WHEREAS, the Advisor has agreed to furnish investment advisory services to
the Trust, an open-end investment company registered under the Investment
Company Act of 1940, as amended (the "Act"); and
WHEREAS, this Agreement has been approved in accordance with the provisions
of the Act, and the Advisor is willing to furnish such services upon the terms
and conditions herein set forth;
NOW THEREFORE, in consideration of the mutual premises and covenants herein
contained and other good and valuable consideration, the receipt of which is
hereby acknowledged, it is agreed by and between the parties hereto as follows:
1. IN GENERAL. The Advisor agrees, all as more fully set forth herein,
to act as investment advisor to the Fund with respect to the investment of the
Fund's assets and to supervise and arrange the purchase of securities for and
the sale of securities held in the investment portfolio of the Fund.
2. DUTIES AND OBLIGATIONS OF THE ADVISOR WITH RESPECT TO INVESTMENTS OF
ASSETS OF THE FUND.
(a) Subject to the succeeding provisions of this section and subject
to the direction and control of the Trust's Board of Trustees, the Advisor shall
(i) act as investment advisor for and supervise and manage the investment and
reinvestment of the Fund's assets and in connection therewith have complete
discretion in purchasing and selling securities and other assets for the Fund
and in voting, exercising consents and exercising all other rights appertaining
to such securities and other assets on behalf of the Fund; (ii) supervise
continuously the investment program of the Fund and the composition of its
investment portfolio; and (iii) arrange, subject to the provisions of paragraph
3 hereof, for the purchase and sale of securities and other assets held in the
investment portfolio of the Fund;
(b) The Advisor shall give the Fund the benefit of its best judgment
and effort in rendering services hereunder, but the Advisor shall not be liable
for any act or omission or for any loss sustained by the Fund in connection with
the matters to which this Agreement relates, except
a loss resulting from willful misfeasance, bad faith or gross negligence in the
performance of its duties, or by reason of its reckless disregard of its
obligations and duties under this Agreement; and
(c) Nothing in this Agreement shall prevent the Advisor or any
officer, employee or other affiliate thereof from acting as investment advisor
for any other person, firm or corporation, or from engaging in any other lawful
activity, and shall not in any way limit or restrict the Advisor or any of its
officers, employees or agents from buying, selling or trading any securities for
its or their own accounts or for the accounts of others for whom it or they may
be acting; provided, however, that the Advisor will undertake no activities
which, in its judgment, will adversely affect the performance of its obligations
under this Agreement.
3. COVENANTS.
(a) In the performance of its duties under this Agreement, the
Advisor shall at all times conform to, and act in accordance with, any
requirements imposed by (i) the provisions of the Act and the Investment
Advisers Act of 1940, as amended, and all applicable Rules and Regulations of
the Securities and Exchange Commission (the "SEC"); (ii) any other applicable
provision of law; (iii) the provisions of the Declaration of Trust and By-Laws
of the Trust, as such documents are amended from time to time; (iv) the
investment objective and policies of the Fund as set forth in its Registration
Statement on Form N-1A; and (v) any policies and determinations of the Trust's
Board of Trustees;
(b) The Advisor will place orders either directly with the issuer or
with any broker or dealer.

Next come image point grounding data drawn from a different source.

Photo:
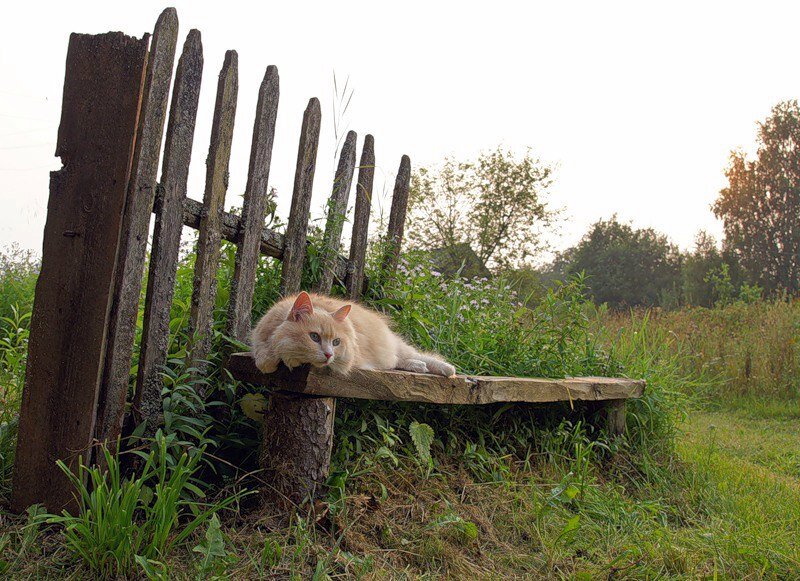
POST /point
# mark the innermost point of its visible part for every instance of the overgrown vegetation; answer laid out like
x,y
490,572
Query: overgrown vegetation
x,y
421,490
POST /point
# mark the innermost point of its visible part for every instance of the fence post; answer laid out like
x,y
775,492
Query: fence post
x,y
298,431
397,217
337,213
204,292
102,92
136,225
358,243
147,405
254,207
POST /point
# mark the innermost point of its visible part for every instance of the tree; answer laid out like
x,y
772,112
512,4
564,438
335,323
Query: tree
x,y
494,204
626,267
696,268
760,207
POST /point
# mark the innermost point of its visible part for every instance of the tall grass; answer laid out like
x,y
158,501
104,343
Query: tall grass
x,y
733,351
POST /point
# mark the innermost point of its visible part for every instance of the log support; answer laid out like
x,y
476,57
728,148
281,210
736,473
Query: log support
x,y
610,415
296,447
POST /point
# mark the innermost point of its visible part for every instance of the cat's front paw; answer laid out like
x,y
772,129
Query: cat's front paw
x,y
265,363
442,368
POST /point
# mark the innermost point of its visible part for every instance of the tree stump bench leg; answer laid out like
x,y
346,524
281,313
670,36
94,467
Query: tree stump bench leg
x,y
611,414
296,447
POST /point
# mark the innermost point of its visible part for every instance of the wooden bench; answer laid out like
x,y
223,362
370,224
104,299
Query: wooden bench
x,y
83,326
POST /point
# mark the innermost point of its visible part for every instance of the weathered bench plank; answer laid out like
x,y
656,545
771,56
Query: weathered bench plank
x,y
460,389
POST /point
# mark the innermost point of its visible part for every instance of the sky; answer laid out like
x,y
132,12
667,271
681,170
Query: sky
x,y
637,104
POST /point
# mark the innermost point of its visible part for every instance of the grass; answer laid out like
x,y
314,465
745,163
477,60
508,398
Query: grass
x,y
703,485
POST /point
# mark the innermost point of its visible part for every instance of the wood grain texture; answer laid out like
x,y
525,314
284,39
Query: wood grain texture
x,y
294,249
397,216
254,208
204,292
271,243
337,213
358,242
460,389
100,108
136,226
147,404
296,451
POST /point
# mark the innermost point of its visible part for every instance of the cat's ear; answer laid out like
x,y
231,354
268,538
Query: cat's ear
x,y
342,313
302,307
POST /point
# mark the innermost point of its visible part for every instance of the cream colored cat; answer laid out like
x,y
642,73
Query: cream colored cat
x,y
327,332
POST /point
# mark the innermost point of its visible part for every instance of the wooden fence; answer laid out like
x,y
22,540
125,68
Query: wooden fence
x,y
116,102
82,340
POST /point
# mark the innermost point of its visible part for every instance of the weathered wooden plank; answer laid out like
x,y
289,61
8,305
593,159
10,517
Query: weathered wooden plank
x,y
271,241
100,108
397,216
147,404
337,213
254,207
204,292
294,249
459,389
358,243
136,226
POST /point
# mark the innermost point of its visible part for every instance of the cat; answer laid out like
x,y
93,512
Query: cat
x,y
327,332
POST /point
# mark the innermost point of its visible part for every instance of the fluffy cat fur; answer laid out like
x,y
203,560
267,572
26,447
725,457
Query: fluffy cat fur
x,y
327,332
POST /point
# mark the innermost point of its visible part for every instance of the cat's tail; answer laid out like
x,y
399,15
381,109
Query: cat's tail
x,y
410,359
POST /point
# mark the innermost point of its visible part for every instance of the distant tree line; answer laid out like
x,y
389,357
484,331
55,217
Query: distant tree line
x,y
489,215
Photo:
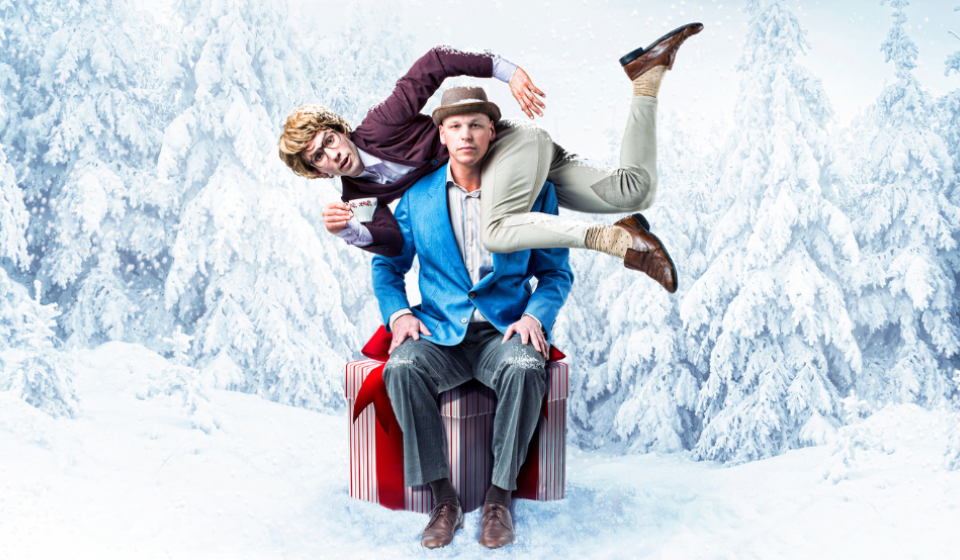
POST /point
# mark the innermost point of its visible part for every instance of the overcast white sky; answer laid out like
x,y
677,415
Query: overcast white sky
x,y
570,49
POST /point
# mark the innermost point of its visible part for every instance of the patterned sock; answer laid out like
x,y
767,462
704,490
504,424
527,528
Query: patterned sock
x,y
443,491
497,495
612,240
648,83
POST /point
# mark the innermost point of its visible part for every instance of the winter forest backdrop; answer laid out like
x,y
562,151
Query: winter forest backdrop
x,y
141,200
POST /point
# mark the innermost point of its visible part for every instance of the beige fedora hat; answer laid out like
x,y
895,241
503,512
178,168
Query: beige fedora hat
x,y
464,100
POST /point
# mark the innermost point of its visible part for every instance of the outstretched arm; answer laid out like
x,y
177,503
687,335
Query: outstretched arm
x,y
427,74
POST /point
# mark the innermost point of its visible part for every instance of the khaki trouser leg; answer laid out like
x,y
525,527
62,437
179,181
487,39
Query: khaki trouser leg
x,y
523,157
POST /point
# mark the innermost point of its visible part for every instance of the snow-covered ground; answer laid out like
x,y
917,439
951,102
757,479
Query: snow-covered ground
x,y
130,478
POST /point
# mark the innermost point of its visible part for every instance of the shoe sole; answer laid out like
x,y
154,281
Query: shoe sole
x,y
646,225
455,529
636,53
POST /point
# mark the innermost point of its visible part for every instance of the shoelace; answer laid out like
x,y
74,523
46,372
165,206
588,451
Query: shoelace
x,y
438,511
495,511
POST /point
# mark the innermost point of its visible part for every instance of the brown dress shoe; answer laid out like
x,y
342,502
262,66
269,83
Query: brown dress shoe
x,y
445,519
496,526
661,53
648,255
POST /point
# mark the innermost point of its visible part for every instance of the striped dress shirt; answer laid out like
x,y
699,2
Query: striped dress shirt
x,y
464,208
465,219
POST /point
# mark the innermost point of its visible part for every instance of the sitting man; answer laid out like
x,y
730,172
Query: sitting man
x,y
479,320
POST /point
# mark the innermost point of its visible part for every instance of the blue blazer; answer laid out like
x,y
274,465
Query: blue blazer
x,y
503,296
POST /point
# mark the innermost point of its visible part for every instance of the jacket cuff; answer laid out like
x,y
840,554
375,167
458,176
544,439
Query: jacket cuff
x,y
356,234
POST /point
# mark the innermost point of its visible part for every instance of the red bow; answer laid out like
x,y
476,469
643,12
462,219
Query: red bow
x,y
374,390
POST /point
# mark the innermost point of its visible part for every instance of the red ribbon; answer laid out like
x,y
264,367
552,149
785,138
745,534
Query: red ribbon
x,y
374,390
390,449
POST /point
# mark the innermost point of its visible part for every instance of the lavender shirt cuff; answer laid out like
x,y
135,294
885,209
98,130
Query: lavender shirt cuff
x,y
503,69
356,234
397,314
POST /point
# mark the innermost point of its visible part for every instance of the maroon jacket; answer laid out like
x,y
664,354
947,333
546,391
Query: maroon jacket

Subject to the other provisions of this paragraph, in
placing orders with brokers and dealers, the Advisor will attempt to obtain the
best price and the most favorable execution of its orders. In placing orders,
the Advisor will consider the experience and skill of the firm's securities
traders as well as the firm's financial responsibility and administrative
efficiency. Consistent with this obligation, the Advisor may, subject to the
approval of the Trust's Board of Trustees, select brokers on the basis of the
research services they provide to the Fund and other clients of the Advisor.
Information and research received from such brokers will be in addition to, and
not in lieu of, the services required to be performed by the Advisor hereunder.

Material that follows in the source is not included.